Donald Trump seems utterly incapable of two things: promoting a nuanced political argument and finding a decent hair stylist. One is an assault on the eyes; the other, a threat to the fundamental principles of this country.
With Trump having thrown his toupée into the ring, a debate over birthright citizenship was practically inevitable. But The Donald isn’t going after President Obama this time. He’s set his sights on a much more vulnerable target. And whereas before he was only demanding one U.S. birth certificate, now he’s out for millions.
On Sunday the formerly bankrupt billionaire and current Republican presidential frontrunner published his immigration plan, in which he spends three, short sentences calling for an end to birthright citizenship. “This remains the biggest magnet for illegal immigration,” he explains, ignoring that maybe emigrants from Latin America come to the United States to escape economies weakened by imposed neoliberal policies and violence inflamed by the United States’ export of a disastrous drug war.
Trump’s minimal explanation leaves much to the imagination, but what he probably advocates is a citizenship system that does away with jus soli (right of the soil) and retains only jus sanguinis (right of blood), meaning the birthright citizenship of anyone born to at least one U.S. citizen. As it stands, not everyone born on U.S. soil is granted U.S. citizenship, namely the children of diplomats, invading enemies and American Samoa.
Of course, there is that pesky matter of the U.S. Constitution, the 14th Amendment of which states that “all persons born or naturalized in the United States, and subject to the jurisdiction thereof, are citizens of the United States and of the State wherein they reside.” The amendment was ratified in 1868 as a clear rebuff of the U.S. Supreme Court’s Dred Scott ruling 11 years prior, which had denied the citizenship of all blacks in the United States —free or slave, natural born or not— and hastened a blood-soaked struggle over the future not of states’ rights, but of American slavery.
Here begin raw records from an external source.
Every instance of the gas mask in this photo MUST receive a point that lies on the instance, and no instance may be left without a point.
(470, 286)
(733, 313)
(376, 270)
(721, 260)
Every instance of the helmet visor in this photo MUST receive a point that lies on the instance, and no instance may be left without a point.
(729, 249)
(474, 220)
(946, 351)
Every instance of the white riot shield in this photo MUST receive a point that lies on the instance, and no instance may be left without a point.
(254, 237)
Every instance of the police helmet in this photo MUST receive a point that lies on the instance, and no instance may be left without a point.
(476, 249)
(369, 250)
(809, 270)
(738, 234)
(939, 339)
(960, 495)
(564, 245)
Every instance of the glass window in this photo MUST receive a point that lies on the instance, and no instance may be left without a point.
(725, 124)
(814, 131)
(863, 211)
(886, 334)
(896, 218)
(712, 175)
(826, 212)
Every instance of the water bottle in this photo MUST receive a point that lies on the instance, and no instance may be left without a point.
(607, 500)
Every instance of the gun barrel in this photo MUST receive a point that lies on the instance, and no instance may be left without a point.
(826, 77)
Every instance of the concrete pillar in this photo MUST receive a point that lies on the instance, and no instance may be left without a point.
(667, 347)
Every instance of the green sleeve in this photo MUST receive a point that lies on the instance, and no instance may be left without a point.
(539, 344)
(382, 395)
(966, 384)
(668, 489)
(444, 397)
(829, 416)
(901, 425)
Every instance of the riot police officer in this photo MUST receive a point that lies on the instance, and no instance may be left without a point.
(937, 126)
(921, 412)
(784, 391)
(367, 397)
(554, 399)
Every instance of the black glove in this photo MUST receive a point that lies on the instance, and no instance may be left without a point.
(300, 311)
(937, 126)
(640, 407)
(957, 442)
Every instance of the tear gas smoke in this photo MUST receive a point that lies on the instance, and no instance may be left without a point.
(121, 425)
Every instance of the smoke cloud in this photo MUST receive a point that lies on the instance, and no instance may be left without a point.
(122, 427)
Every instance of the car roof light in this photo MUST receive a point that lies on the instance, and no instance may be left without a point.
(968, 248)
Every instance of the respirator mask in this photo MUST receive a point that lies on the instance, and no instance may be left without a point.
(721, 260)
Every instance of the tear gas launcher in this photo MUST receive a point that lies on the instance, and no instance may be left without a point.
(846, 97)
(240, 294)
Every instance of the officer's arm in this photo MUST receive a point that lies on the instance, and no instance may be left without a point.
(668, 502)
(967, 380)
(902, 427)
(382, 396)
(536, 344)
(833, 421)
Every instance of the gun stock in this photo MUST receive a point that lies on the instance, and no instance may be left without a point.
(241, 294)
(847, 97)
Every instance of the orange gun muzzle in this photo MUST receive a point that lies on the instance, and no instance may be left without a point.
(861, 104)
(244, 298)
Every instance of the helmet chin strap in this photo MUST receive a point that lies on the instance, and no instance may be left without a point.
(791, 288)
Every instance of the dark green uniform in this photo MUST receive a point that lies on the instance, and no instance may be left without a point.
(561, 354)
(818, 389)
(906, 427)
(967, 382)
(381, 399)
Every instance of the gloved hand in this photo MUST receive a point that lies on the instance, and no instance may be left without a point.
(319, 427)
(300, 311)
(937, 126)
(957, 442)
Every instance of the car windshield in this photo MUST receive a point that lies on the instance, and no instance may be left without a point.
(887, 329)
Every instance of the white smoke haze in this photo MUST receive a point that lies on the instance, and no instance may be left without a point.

That jus soli is common only in the Americas is no historical fluke. A rejection of hereditary privilege orbited the nucleus of the American Revolution, with the 14th Amendment and other constitutional revisions introduced later to ensure coherence to the central premise of the United States—that all persons are born with equal rights. Plus, while much of the Old World still clings to the notion that a nation is something inherited along with Grandma’s favorite necklace, the “New World philosophy” of jus soli transforms the idea of nationhood into a society open to anyone willing to adopt its political culture.
Many Americans think otherwise, however, believing America to be a multicultural nation whose blessings are reserved for its white, Christian citizens. A lot of them support Trump’s presidential campaign. They love to hear the country’s upper crust talk of forcing Mexico to pay for a border fence and stripping millions of Latinos of their homeland—again. And that isn’t the only way in which history threatens to repeat itself, for those who fail to learn from history run the risk of looking like Nazis.
Speaking of, Latino Rebels’ fearless leader has written an article for Latino USA, linking Trump’s anti-immigration rhetoric to groups such as the Federation for American Immigration Reform, the Center for Immigration Studies, NumbersUSA—all founded by a eugenics-advocating retired ophthalmologist by the name of John Tanton. Some of those organizations have tried to distance themselves from Tanton in the years following his leadership, but if ever you find yourself standing shoulder to shoulder with a racist, you know something is wrong.
Moral arguments aside, Trump’s plan to end birthright citizenship has as much chance of succeeding as a Trump casino. President Trump would either have to get an amendment approved by two-thirds of both chambers of Congress and then ratified by three-fourths of the states, or hope the Supreme Court overturns an 1898 ruling that —with a few exceptions— granted birthright citizenship to anyone born on American soil.
Nevertheless, should either of that actually happen in the not-too-distant future, a lot of other things would have to be altered in this country to fit the nation’s new concept of itself. I would start with one of America’s most iconic folk songs:
This land ain’t your land, this land is my land
If you’re not born here, gotta say ‘goodbye’ then
We won’t speak your Spanish, we don’t want no foreigners
This land ain’t made for you, just me.